Jackie understood some Scots from living with Patricia, but that phrase was beyond her. "What did you say?"

"I'm too polite to translate it, but that woman is trouble. You shouldn't let her speak to you that way."

"The neighbors here never liked me," Jackie said, moving away from the door. "I'm just a gold digger to them." And with this latest round of paparazzi, the neighbors would like her even less. "Funny how you can live in a place for years, remain essentially unknown yet be judged and convicted for a crime that only exists in other people's minds."

"There's nothing funny about it," Patricia said. "People fear what they don't understand, but they'd rather remain ignorant."

Her eyes glinted with more than sympathy. She appeared to be speaking from experience, but Jackie knew so little of Patricia's life—purposely, to hold that boundary, but Jackie said, "You've been through it, haven't you?"

"I have, but I'm a survivor, just like you are. Strong women need to stick together."

"Yes, we do." Every heartbeat darkened Jackie's vision slightly. It brightened a half-second later only to be dimmed again, such was the way of stress headaches. She lay down on the sofa, but a red light twinkled at the edge of her sight. The answering machine. Her headache wouldn't abate until she faced what was on that tape.

"Patricia, you can clear the coffee table and take a rest before dinner." She scrubbed her hand over her face, the way Steven often did when he was stressed. "If you'd like some time off while I secure the property—"

"I'm staying," Patricia said. "If one of those goons gets in my face with his camera, I'll smash it with a can of chickpeas."

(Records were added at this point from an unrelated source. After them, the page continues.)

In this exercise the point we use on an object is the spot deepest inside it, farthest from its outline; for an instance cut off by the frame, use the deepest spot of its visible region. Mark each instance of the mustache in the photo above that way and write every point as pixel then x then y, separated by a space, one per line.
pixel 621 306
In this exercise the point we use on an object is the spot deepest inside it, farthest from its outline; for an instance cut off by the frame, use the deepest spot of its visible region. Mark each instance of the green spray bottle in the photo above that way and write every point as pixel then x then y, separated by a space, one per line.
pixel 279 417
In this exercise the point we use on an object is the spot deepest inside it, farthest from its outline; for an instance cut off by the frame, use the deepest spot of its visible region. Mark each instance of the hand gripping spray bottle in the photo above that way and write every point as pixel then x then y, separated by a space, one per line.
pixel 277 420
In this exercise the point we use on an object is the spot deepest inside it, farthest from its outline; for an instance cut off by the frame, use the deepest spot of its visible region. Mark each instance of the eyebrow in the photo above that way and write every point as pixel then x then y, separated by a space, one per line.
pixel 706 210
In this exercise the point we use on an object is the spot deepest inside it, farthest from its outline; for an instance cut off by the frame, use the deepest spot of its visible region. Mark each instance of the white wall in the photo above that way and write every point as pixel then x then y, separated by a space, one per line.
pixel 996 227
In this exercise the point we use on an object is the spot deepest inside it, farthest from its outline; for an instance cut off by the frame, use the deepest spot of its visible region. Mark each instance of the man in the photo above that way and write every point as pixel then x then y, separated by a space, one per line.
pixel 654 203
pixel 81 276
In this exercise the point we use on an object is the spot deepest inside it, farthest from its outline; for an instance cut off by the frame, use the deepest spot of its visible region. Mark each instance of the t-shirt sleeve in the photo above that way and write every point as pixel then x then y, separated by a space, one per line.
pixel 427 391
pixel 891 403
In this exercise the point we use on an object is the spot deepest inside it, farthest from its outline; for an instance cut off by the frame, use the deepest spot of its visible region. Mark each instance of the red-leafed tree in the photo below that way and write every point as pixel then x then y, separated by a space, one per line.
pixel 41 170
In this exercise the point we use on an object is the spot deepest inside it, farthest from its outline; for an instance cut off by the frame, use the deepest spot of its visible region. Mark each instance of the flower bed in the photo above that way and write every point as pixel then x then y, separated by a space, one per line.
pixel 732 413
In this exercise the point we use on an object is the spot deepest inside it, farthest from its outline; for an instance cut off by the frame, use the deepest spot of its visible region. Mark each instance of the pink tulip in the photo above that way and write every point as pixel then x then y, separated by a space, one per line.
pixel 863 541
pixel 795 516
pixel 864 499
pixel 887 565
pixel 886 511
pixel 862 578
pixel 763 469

Jackie laughed quietly. Patricia was definitely getting a raise, but she couldn't let Patricia support her beyond what she'd already done today. "I'll be fine. I'll shout if I need you."

Patricia hesitated before gathering the glasses from the coffee table. She disappeared into the kitchen, and Jackie mentally made a list of people she could go to for help. She'd need a referral for a reputable security company, one that could provide a bodyguard for Patricia. Jackie wouldn't be leaving the house herself anytime soon.

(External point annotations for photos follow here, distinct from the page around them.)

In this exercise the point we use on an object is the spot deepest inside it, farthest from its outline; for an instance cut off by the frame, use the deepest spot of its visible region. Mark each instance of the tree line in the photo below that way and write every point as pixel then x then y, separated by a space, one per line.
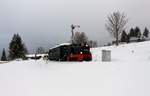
pixel 116 26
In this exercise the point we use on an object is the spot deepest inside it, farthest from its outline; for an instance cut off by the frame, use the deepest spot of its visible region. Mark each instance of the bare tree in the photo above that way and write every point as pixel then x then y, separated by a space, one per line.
pixel 116 24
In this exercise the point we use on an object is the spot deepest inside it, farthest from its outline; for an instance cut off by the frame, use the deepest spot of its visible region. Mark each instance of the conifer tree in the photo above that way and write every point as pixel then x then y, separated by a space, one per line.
pixel 146 33
pixel 124 37
pixel 16 48
pixel 3 58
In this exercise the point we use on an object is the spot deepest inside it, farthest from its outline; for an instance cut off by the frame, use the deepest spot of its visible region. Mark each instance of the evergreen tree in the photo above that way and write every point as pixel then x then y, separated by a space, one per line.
pixel 137 32
pixel 131 34
pixel 124 37
pixel 3 58
pixel 16 48
pixel 146 33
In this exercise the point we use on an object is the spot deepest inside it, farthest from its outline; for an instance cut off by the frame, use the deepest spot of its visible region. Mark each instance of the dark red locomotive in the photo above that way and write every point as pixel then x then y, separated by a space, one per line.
pixel 69 52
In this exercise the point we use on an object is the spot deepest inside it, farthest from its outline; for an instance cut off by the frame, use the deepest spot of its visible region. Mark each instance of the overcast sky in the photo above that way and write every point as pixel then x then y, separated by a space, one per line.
pixel 47 22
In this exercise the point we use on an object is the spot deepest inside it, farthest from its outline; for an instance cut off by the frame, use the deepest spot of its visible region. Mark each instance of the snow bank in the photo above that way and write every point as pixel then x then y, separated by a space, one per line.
pixel 126 75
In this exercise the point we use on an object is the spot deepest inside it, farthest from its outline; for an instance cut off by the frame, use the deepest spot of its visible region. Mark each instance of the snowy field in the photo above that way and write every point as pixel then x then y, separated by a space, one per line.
pixel 127 75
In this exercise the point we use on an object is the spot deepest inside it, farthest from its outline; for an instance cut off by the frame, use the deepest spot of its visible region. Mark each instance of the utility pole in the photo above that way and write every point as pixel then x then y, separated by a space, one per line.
pixel 72 31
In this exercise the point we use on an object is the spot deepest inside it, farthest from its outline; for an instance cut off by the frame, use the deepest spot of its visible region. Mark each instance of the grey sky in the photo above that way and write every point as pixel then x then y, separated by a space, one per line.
pixel 47 22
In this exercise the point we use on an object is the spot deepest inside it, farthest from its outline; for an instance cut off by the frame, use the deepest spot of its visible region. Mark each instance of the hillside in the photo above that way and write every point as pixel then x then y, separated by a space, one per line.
pixel 126 75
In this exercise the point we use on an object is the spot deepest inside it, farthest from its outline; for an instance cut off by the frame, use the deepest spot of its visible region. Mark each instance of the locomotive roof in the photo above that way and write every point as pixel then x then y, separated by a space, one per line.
pixel 63 44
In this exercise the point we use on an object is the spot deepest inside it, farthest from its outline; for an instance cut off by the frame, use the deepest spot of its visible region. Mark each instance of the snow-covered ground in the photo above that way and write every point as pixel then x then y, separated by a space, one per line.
pixel 126 75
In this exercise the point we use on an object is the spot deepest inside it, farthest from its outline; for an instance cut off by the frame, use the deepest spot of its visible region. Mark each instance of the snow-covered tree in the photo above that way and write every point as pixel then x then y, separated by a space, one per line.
pixel 3 58
pixel 17 48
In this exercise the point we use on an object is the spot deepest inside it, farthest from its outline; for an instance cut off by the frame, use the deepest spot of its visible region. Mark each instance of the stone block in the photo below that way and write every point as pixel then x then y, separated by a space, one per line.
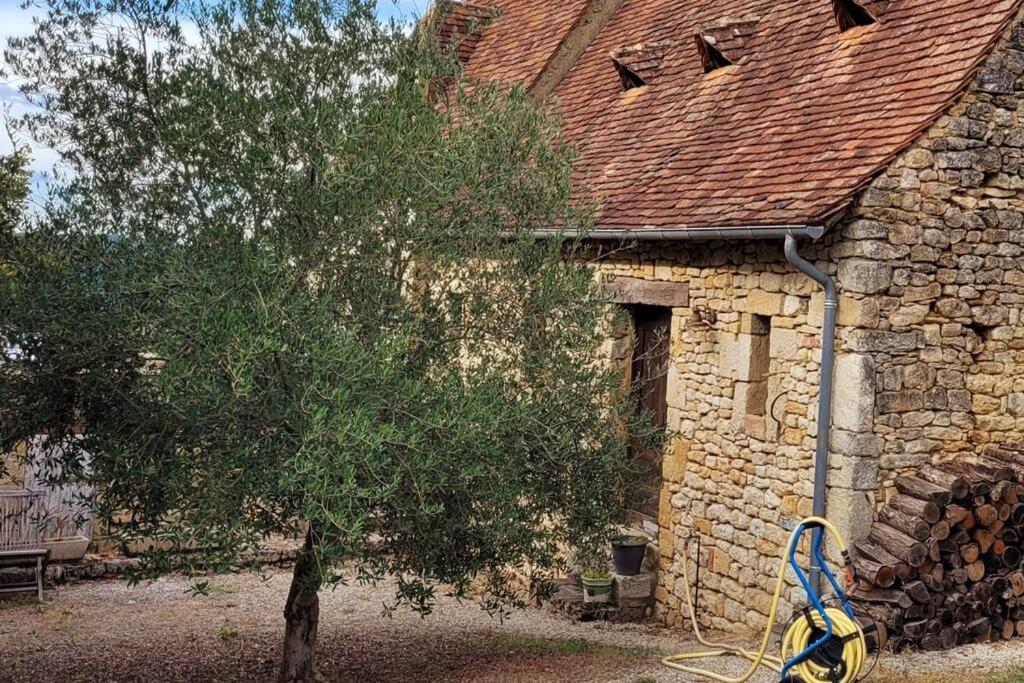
pixel 854 443
pixel 743 357
pixel 783 343
pixel 900 401
pixel 905 316
pixel 853 394
pixel 851 512
pixel 877 340
pixel 676 459
pixel 864 276
pixel 765 303
pixel 852 312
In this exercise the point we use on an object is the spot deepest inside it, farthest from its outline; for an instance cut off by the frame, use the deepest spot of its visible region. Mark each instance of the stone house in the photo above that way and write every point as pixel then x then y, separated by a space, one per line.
pixel 884 141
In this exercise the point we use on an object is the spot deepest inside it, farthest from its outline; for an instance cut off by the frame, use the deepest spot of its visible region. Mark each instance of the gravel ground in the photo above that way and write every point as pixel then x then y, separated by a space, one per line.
pixel 104 631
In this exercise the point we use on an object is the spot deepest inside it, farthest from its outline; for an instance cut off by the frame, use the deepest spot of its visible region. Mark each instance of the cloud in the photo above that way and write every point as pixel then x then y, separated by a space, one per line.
pixel 400 9
pixel 17 22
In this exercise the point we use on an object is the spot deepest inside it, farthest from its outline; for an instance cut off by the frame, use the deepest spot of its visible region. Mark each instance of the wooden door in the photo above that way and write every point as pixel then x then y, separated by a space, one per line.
pixel 649 374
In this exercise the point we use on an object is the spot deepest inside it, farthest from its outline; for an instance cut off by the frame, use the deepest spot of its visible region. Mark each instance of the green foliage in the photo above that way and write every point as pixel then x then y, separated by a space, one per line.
pixel 508 644
pixel 283 288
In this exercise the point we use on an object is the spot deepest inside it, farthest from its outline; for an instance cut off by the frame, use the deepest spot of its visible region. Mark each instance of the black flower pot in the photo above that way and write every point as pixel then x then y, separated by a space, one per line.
pixel 628 553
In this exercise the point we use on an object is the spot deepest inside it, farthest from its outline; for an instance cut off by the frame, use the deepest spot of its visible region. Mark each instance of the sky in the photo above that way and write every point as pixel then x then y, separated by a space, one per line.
pixel 17 22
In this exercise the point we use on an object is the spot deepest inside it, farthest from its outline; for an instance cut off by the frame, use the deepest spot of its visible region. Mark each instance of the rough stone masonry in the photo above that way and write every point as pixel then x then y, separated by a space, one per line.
pixel 931 352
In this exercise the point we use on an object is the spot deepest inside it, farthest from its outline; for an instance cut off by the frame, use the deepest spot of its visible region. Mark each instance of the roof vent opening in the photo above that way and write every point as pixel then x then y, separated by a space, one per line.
pixel 712 57
pixel 460 25
pixel 637 65
pixel 629 79
pixel 850 14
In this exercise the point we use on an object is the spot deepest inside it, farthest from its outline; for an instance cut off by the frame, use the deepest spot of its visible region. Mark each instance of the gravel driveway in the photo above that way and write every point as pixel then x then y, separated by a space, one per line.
pixel 104 631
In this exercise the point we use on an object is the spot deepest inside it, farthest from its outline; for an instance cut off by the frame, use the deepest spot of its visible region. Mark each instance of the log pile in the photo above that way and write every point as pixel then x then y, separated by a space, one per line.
pixel 942 565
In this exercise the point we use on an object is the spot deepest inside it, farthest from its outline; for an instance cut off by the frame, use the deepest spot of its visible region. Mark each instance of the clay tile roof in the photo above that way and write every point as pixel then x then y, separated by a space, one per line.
pixel 461 24
pixel 805 118
pixel 644 59
pixel 729 36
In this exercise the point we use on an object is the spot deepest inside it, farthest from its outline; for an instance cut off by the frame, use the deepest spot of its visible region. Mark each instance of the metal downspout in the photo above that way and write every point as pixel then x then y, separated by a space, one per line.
pixel 825 388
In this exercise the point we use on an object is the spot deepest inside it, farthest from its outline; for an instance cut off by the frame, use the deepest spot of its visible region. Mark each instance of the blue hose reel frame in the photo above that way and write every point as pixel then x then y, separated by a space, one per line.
pixel 816 551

She grabbed a pad of Post-It Notes from the table and a pen. Her head pounded, but she pressed the play button on her answering machine. The first dozen messages were from tabloid reporters. Another half-dozen were from various annoyed neighbors, including Mrs. Fitz. She fast-forwarded through them, making their voices sound like a chipmunk's, until an unexpected voice came through.

"Jackie," her stepfather said in his mild Swedish accent, "this is Anders. I would like to meet with you to discuss your mother." His accent thickened on the last two words, but his mouth wasn't accustomed to speaking them. For years, he'd been led to believe his wife was Jackie's sister. "Please call me at your earliest convenience."

He left the phone number to his office. She wrote it down, but she had no idea if he and her mom had separated or not. They could be in collusion, with the intent to use Jackie for business purposes. Anders wasn't as elegant a manipulator as Pam, but Jackie had experienced enough to be cautious. Her earliest convenience would be a lot later than he would like.